Ubuntu 19.04: Disco Dingo Review - cameronbrown
https://arstechnica.com/gadgets/2019/05/ubuntu-19-04-review-the-disco-dingo-aims-its-nose-at-the-cloud-and-developers/
======
lsh
> The big points of emphasis in this latest release are on Ubuntu as a tool
> for infrastructure development, server deployment, and the good old Internet
> of Things. For the server version of Ubuntu, the OS ships with all the
> latest cloud computing tools.

yes, I've noticed. Since 18.04 LTS we've discovered all kinds of automatic
updates, automatic security upgrades, automatic monitoring and a new container
service all of which have been stopped+disabled+purged. Ubuntu on servers may
not be viable if Canonical insists on watching everything we do.

------
wyld_one
As a person with visual issues, I hope they beefed up the screen zoom control.
I have a mouse that has a thumb scroll wheel and I usually map it to
"<window>+, <window>-" (if in windows-not the one for browsers)

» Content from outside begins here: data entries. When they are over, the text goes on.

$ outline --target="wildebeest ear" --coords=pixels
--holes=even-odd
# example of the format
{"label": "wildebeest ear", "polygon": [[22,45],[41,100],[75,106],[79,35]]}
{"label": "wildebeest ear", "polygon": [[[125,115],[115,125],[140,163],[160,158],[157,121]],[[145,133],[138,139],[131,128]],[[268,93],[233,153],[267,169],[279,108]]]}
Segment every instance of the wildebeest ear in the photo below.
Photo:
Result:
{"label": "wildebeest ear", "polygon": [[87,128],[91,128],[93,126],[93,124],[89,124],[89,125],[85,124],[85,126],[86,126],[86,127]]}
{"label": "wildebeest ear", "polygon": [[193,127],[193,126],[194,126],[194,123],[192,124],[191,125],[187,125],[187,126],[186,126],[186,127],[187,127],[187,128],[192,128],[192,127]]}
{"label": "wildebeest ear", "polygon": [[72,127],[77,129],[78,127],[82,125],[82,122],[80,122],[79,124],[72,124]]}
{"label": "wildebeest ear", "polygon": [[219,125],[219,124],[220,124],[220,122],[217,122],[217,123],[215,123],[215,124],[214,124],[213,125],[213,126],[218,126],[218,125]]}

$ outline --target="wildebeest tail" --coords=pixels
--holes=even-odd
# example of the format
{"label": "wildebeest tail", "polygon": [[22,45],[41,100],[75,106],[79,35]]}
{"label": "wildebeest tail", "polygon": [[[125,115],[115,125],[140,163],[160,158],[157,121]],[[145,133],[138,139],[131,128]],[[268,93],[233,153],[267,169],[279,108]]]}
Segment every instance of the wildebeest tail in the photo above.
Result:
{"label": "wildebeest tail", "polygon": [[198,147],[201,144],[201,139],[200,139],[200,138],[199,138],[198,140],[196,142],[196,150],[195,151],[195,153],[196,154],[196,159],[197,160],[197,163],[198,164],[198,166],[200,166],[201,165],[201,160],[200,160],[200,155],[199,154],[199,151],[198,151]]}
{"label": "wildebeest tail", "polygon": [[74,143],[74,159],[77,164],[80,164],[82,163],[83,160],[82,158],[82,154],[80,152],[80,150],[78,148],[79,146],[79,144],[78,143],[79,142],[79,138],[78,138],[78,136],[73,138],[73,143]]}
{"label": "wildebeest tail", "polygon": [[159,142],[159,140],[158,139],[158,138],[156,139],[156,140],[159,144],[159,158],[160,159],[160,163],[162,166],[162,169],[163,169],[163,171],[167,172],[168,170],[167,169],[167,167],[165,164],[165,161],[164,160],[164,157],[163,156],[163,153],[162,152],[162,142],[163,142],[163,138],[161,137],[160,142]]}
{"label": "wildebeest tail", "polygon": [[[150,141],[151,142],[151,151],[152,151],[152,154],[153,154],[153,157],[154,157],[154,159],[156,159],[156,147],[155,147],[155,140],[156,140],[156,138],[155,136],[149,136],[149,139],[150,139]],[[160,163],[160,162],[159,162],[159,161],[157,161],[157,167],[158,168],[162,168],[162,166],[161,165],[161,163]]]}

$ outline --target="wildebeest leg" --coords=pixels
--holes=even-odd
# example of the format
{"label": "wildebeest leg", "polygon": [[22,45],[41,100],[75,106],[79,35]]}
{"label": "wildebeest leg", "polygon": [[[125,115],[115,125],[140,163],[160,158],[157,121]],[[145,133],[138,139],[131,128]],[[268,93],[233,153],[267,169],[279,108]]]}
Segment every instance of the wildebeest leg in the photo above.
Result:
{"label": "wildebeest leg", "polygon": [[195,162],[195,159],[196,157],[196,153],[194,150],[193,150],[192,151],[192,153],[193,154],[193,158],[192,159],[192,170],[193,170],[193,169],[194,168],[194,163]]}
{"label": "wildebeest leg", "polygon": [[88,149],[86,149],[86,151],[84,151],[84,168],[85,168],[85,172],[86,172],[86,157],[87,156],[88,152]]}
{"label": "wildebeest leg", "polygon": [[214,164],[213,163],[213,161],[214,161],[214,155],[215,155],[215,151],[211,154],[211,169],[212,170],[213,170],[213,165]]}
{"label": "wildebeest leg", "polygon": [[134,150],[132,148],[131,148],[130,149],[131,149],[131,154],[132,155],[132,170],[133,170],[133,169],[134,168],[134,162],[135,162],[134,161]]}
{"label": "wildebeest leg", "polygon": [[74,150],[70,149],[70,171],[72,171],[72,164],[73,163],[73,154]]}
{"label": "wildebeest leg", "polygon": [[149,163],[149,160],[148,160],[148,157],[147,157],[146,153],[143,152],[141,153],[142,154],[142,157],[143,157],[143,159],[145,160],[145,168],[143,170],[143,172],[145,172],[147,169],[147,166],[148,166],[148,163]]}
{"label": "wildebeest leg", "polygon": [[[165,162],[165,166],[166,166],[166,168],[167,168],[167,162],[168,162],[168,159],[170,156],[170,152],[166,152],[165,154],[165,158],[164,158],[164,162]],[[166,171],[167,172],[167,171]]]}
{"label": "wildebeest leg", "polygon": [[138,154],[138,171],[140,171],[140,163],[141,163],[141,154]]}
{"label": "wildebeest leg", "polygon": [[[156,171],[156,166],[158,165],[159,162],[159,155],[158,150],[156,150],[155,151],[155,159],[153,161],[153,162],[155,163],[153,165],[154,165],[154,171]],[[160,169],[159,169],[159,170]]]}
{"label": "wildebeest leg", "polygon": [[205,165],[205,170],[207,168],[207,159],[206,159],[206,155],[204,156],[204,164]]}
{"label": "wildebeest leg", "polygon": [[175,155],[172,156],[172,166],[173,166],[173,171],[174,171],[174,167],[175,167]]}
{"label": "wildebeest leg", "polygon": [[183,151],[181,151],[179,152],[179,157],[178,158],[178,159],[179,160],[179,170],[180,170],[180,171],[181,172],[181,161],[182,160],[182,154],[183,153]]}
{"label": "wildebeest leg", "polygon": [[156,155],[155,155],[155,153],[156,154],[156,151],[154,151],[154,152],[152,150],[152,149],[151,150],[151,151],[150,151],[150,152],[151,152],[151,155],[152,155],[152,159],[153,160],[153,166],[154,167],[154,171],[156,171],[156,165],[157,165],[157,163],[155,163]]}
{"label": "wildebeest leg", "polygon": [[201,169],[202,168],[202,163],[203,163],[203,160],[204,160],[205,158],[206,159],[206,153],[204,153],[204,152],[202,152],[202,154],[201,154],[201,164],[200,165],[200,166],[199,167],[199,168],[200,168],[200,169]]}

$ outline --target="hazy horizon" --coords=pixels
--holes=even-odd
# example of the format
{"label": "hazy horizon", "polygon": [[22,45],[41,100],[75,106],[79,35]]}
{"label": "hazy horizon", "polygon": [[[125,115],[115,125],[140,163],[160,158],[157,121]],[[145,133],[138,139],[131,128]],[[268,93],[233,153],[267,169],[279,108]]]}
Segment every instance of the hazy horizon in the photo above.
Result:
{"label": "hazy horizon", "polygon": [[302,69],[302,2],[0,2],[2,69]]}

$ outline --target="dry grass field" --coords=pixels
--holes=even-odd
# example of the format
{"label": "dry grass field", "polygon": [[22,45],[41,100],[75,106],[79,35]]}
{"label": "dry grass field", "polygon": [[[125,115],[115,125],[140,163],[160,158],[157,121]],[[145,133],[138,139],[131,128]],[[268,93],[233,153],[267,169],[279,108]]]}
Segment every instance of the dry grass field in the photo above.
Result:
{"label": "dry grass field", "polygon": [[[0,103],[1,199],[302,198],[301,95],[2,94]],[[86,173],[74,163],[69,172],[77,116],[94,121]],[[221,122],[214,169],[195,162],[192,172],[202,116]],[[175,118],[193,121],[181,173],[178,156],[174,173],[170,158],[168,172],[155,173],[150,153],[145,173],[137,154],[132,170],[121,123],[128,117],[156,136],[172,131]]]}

That way the whole screen is the lens of the magnifier. I adjust it as needed.
I can use it with 'windowed game mode' to even zoom games as needed when
playing.

One other point I would like if they addressed is the screen rez on bootup
with zoom features. again I travel with my ubuntu 'laptop' and hook it to
hotels tv panel for the monitor via hdmi. saves bringing a huge panel with me
everywhere.

But since sometimes it has trouble detecting the real resolution of the said
monitor, the 'zoom' controls are often lost or are tiny, or off the screen.
makes it real hard to setup that way.